Media watch: Drenched in oil

The mainstream media’s coverage of the Gulf of Mexico oil spill has been overwhelming over the past three weeks. Dozens of news outlets in practically every U.S. state have run stories regarding the spill’s impact on seafood, and even some Canadian and European publications have picked up on the news.

The majority of the coverage revolved around the potential for increased seafood prices. The mainstream media did a good job of summing up the situation and deciphering the spill’s impact on fishing activities and seafood supplies.

While the Gulf Coast seafood industry did its best to disseminate information, major news outlets like the New York Times and CNN aided the cause by providing accurate information to their far-reaching audiences.

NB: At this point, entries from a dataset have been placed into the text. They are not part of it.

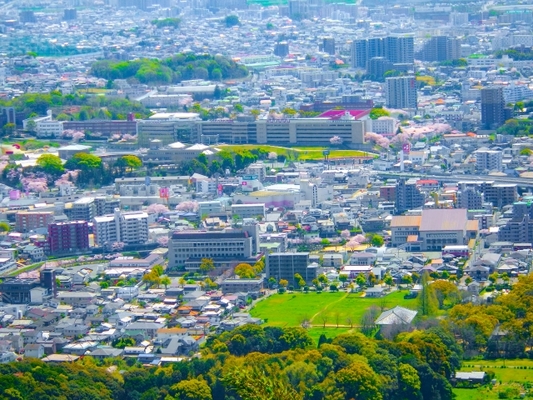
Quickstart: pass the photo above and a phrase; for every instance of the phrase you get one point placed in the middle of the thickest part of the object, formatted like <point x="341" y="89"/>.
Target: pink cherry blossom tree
<point x="335" y="140"/>
<point x="156" y="208"/>
<point x="187" y="206"/>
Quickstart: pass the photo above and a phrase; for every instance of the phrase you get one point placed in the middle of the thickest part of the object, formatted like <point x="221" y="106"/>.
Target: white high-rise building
<point x="128" y="228"/>
<point x="401" y="92"/>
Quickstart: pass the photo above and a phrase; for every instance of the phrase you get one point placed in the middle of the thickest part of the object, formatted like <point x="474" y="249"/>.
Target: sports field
<point x="331" y="309"/>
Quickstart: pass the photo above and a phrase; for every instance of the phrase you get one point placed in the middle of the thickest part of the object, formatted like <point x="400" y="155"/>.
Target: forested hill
<point x="171" y="70"/>
<point x="257" y="363"/>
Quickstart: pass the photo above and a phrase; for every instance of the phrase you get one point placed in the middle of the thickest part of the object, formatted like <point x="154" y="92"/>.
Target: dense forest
<point x="258" y="363"/>
<point x="254" y="362"/>
<point x="171" y="70"/>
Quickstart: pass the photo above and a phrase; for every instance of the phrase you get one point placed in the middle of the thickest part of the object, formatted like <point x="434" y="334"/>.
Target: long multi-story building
<point x="221" y="246"/>
<point x="68" y="237"/>
<point x="488" y="160"/>
<point x="168" y="128"/>
<point x="401" y="92"/>
<point x="499" y="194"/>
<point x="440" y="48"/>
<point x="83" y="209"/>
<point x="519" y="229"/>
<point x="396" y="49"/>
<point x="27" y="221"/>
<point x="286" y="265"/>
<point x="128" y="228"/>
<point x="433" y="230"/>
<point x="408" y="196"/>
<point x="310" y="131"/>
<point x="493" y="113"/>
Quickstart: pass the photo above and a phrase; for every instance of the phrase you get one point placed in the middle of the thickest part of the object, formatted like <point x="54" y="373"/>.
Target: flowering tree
<point x="117" y="246"/>
<point x="157" y="209"/>
<point x="73" y="134"/>
<point x="187" y="206"/>
<point x="37" y="185"/>
<point x="67" y="178"/>
<point x="162" y="241"/>
<point x="378" y="139"/>
<point x="335" y="140"/>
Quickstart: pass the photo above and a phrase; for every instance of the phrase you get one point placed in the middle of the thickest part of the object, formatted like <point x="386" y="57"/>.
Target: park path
<point x="327" y="306"/>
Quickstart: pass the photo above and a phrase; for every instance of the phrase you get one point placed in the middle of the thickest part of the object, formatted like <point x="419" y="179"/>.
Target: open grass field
<point x="511" y="375"/>
<point x="301" y="153"/>
<point x="343" y="309"/>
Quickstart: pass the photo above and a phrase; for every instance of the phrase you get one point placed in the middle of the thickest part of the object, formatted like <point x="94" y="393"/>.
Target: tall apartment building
<point x="470" y="198"/>
<point x="493" y="113"/>
<point x="395" y="49"/>
<point x="401" y="92"/>
<point x="400" y="49"/>
<point x="488" y="160"/>
<point x="83" y="209"/>
<point x="106" y="205"/>
<point x="408" y="196"/>
<point x="520" y="228"/>
<point x="286" y="265"/>
<point x="128" y="228"/>
<point x="221" y="246"/>
<point x="27" y="221"/>
<point x="440" y="48"/>
<point x="499" y="194"/>
<point x="65" y="237"/>
<point x="298" y="9"/>
<point x="328" y="45"/>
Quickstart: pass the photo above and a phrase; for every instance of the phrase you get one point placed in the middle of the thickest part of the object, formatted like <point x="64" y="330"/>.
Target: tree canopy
<point x="51" y="164"/>
<point x="170" y="70"/>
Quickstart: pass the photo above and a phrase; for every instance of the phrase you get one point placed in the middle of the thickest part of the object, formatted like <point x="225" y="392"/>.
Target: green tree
<point x="31" y="126"/>
<point x="377" y="240"/>
<point x="255" y="384"/>
<point x="343" y="279"/>
<point x="427" y="301"/>
<point x="408" y="383"/>
<point x="4" y="227"/>
<point x="245" y="271"/>
<point x="51" y="164"/>
<point x="360" y="280"/>
<point x="359" y="381"/>
<point x="207" y="265"/>
<point x="129" y="162"/>
<point x="165" y="281"/>
<point x="389" y="281"/>
<point x="9" y="128"/>
<point x="377" y="112"/>
<point x="192" y="389"/>
<point x="231" y="20"/>
<point x="84" y="161"/>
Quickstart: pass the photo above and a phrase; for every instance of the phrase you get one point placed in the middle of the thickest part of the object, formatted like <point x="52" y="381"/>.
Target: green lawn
<point x="300" y="153"/>
<point x="290" y="309"/>
<point x="509" y="376"/>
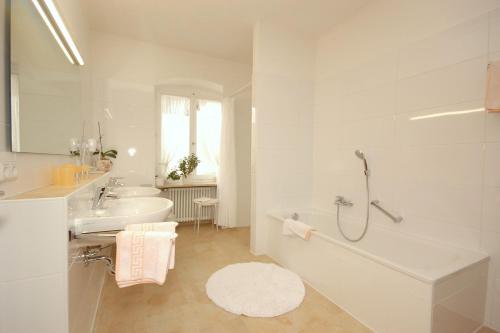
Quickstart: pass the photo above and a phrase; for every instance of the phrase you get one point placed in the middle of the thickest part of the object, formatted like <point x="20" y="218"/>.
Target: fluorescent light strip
<point x="52" y="30"/>
<point x="444" y="114"/>
<point x="62" y="28"/>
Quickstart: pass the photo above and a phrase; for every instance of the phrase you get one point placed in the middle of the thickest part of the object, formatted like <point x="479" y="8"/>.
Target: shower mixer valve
<point x="341" y="201"/>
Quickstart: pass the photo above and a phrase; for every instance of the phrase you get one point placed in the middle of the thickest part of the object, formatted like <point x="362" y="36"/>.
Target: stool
<point x="205" y="202"/>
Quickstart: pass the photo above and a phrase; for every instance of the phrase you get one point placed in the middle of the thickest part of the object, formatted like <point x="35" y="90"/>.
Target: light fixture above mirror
<point x="50" y="15"/>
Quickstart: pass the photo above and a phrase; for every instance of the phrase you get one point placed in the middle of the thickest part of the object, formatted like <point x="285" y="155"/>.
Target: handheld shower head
<point x="361" y="155"/>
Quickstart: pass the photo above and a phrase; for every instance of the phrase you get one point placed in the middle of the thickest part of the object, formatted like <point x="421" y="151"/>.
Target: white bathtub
<point x="391" y="282"/>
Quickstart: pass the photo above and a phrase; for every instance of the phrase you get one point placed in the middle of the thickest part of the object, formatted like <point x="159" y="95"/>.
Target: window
<point x="190" y="125"/>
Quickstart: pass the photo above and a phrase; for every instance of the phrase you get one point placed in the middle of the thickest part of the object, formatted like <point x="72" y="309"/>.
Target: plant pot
<point x="104" y="165"/>
<point x="174" y="182"/>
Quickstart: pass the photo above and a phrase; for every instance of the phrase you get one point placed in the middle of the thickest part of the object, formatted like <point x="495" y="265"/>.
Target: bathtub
<point x="389" y="281"/>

The New York Times, which alone ran at least four stories about the spill’s impact on seafood, ran an article emphasizing the possibility that consumers are getting the wrong idea: “As oil continued to leak uncontrollably into the Gulf of Mexico and toward the coast, the fishing industry in the region was trying to forestall another perilous flow — of fear and misinformation.”

The newspaper pointed out that “only six of the 32 oyster beds on the east side of the Mississippi River have been closed, and the oil is still 70 or 80 miles away.” The article also declared that “there is not tainted seafood right now,” and that everything fisheries managers are doing is “precautionary.”

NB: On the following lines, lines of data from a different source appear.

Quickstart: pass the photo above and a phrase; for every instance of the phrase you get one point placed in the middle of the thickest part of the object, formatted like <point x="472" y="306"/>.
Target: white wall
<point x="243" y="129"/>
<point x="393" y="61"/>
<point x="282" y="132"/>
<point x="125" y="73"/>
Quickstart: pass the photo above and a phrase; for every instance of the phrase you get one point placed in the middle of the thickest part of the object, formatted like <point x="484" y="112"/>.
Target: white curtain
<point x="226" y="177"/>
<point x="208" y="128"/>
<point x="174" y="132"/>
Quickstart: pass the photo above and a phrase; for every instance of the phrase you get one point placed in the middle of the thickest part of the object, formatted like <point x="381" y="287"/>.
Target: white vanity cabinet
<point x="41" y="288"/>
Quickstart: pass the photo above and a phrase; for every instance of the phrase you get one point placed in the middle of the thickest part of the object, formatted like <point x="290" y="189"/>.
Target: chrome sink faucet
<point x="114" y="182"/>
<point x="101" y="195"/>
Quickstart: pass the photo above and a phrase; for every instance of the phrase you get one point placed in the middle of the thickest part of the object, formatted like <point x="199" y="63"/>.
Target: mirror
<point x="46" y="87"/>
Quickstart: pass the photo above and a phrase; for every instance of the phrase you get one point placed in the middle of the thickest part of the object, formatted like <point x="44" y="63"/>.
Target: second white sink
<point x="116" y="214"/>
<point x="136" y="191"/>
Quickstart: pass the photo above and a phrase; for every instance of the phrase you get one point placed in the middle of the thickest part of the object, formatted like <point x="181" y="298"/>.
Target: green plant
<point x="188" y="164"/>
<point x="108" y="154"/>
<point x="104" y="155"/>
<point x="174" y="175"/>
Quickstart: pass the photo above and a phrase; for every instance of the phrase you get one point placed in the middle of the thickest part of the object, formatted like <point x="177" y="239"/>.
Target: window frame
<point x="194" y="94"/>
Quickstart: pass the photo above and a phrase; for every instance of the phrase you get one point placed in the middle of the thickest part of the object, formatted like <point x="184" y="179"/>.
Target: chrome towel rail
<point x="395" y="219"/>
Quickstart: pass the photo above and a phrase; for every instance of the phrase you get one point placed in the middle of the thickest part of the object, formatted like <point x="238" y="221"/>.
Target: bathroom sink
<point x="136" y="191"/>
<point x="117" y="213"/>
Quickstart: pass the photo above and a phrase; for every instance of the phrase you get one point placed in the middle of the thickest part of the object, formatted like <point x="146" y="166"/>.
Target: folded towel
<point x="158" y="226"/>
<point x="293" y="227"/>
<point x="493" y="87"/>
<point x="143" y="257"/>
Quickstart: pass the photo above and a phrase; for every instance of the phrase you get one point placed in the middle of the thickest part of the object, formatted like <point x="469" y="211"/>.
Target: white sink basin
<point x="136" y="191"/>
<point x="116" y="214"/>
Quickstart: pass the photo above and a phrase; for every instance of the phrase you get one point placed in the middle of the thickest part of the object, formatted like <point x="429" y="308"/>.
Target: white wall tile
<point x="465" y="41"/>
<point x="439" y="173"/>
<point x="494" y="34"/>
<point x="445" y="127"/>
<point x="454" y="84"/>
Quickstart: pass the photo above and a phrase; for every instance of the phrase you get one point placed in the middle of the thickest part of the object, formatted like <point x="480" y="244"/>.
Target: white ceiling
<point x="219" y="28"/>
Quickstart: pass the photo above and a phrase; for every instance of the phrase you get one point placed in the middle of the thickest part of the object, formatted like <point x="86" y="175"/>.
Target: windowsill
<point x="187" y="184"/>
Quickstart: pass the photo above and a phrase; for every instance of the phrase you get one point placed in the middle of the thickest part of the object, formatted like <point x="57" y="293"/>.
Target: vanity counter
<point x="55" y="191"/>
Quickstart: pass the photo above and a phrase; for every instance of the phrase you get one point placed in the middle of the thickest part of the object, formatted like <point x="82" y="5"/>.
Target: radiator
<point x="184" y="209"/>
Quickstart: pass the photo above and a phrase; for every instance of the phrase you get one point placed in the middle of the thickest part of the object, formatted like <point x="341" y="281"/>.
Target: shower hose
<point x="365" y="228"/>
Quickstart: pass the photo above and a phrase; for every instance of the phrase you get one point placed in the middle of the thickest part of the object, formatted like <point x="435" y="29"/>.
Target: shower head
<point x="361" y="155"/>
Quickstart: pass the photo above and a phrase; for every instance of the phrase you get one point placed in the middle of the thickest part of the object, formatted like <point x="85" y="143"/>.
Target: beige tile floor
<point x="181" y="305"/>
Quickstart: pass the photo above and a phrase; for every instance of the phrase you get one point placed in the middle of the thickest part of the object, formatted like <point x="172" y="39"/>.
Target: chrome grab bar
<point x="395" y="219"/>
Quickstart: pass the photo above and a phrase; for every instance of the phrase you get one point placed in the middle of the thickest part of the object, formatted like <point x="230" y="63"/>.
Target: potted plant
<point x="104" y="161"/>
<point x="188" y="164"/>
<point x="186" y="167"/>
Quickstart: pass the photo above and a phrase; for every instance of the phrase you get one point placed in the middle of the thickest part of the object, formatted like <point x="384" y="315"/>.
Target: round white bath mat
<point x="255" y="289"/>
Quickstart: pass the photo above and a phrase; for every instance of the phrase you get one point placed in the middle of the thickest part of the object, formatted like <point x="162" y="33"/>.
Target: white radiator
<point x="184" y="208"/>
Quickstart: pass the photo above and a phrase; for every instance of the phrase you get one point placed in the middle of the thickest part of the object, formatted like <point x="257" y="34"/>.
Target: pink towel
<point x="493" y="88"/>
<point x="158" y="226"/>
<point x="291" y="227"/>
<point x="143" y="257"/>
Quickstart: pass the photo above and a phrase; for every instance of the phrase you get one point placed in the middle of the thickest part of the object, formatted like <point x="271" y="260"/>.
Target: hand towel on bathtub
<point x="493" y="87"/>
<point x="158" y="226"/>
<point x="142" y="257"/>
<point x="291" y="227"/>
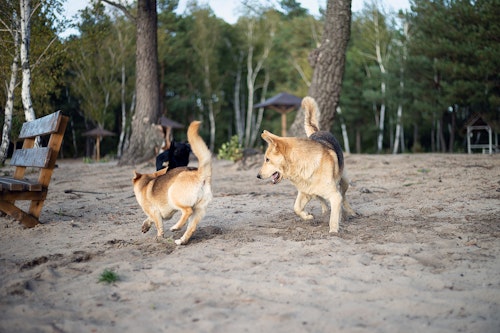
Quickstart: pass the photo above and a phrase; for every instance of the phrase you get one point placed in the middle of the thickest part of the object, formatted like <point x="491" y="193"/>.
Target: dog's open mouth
<point x="276" y="177"/>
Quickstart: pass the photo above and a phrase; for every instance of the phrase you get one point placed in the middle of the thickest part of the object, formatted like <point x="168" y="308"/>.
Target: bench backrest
<point x="40" y="157"/>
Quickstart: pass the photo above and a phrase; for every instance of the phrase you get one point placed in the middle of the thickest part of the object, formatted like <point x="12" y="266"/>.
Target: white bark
<point x="9" y="107"/>
<point x="399" y="126"/>
<point x="252" y="73"/>
<point x="25" y="63"/>
<point x="347" y="149"/>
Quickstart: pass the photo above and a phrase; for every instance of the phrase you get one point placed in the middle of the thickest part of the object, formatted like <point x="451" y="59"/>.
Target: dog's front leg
<point x="300" y="203"/>
<point x="335" y="206"/>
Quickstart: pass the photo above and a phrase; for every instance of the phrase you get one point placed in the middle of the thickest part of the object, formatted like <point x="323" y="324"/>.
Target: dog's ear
<point x="269" y="137"/>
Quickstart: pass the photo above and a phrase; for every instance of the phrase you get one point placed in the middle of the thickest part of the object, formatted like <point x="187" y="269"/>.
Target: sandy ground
<point x="422" y="256"/>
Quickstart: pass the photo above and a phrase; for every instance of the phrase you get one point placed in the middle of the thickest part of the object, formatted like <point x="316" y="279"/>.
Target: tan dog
<point x="315" y="165"/>
<point x="184" y="189"/>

CNN.com summed up the situation well in just one sentence: “While consequences of the oil spill are unclear, Louisiana restaurant owners know one thing: if the public believes the seafood may be contaminated it can kill their business.”

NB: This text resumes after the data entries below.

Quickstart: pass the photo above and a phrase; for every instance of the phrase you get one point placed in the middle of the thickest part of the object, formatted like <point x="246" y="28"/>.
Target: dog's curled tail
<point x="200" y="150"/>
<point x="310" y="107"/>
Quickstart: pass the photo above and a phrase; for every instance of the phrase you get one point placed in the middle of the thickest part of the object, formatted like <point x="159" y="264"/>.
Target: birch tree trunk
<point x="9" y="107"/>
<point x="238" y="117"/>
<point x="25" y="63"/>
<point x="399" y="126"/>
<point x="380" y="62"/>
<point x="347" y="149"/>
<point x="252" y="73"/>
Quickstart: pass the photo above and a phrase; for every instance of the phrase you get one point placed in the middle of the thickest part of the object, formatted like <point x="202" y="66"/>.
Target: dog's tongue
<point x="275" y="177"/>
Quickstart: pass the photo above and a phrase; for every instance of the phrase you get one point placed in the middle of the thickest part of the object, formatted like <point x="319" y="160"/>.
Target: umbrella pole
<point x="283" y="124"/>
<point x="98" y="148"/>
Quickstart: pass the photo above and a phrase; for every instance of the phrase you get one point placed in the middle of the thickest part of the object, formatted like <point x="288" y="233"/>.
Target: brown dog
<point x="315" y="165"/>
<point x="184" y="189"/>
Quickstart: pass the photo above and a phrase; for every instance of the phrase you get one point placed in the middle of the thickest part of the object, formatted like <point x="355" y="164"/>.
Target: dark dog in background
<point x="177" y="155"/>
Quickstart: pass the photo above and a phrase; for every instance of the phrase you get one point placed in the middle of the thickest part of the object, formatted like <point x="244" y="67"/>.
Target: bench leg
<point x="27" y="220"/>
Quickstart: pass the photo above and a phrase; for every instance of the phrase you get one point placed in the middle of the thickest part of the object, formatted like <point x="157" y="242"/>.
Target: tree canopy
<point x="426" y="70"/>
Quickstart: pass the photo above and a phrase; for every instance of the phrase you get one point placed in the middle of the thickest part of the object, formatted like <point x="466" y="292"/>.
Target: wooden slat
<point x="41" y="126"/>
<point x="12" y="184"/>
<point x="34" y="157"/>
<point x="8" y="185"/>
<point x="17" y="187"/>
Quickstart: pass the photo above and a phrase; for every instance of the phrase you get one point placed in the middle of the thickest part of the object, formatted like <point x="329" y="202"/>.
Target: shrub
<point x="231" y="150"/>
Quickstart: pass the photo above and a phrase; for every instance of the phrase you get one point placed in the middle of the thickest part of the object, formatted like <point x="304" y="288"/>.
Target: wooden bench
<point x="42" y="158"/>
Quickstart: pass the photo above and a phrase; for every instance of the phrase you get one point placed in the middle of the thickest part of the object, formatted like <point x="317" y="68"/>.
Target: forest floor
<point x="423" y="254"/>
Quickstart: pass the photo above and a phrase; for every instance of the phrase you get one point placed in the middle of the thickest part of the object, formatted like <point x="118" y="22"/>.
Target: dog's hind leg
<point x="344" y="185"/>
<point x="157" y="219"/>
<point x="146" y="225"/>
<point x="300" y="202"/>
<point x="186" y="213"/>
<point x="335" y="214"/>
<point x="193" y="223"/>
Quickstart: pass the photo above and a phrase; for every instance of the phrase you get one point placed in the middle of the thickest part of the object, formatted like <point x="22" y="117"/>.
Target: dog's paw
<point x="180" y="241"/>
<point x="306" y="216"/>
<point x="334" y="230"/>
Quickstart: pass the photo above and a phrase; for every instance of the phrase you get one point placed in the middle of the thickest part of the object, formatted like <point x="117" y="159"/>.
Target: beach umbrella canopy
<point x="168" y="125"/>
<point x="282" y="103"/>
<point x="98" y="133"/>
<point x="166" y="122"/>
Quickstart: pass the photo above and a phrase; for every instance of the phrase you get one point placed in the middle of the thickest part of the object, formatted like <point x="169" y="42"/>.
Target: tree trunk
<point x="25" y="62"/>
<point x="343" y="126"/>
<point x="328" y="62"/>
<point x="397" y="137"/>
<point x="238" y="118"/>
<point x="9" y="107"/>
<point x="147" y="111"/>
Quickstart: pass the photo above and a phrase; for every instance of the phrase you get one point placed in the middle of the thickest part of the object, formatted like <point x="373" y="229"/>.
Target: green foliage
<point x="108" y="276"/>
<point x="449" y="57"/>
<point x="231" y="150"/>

Although the positive coverage outnumbered the negative, as always a few news outlets took an alarmist approach, running headlines that fueled consumers’ fears, potentially causing them to avoid seafood indefinitely.

The Christian Science Monitor made it seem like the spill wiped out the entire Louisiana seafood supply with the headline “New Orleans without seafood gumbo? Oil spill’s unsavory toll.”

“The BP oil spill and its effect on state fisheries may soon force a rewriting of New Orleans menus from the seafood cuisine that the Crescent City is best known for to less distinctive fare,” read the article.

And the San Francisco Chronicle headline “Oil Soaked Crab” probably didn’t help tame consumer misperception of “tainted” seafood. The body of the article got they story right, but it didn’t change the fact that some readers don’t get beyond the headline and envision a plate of fish dripping in oil.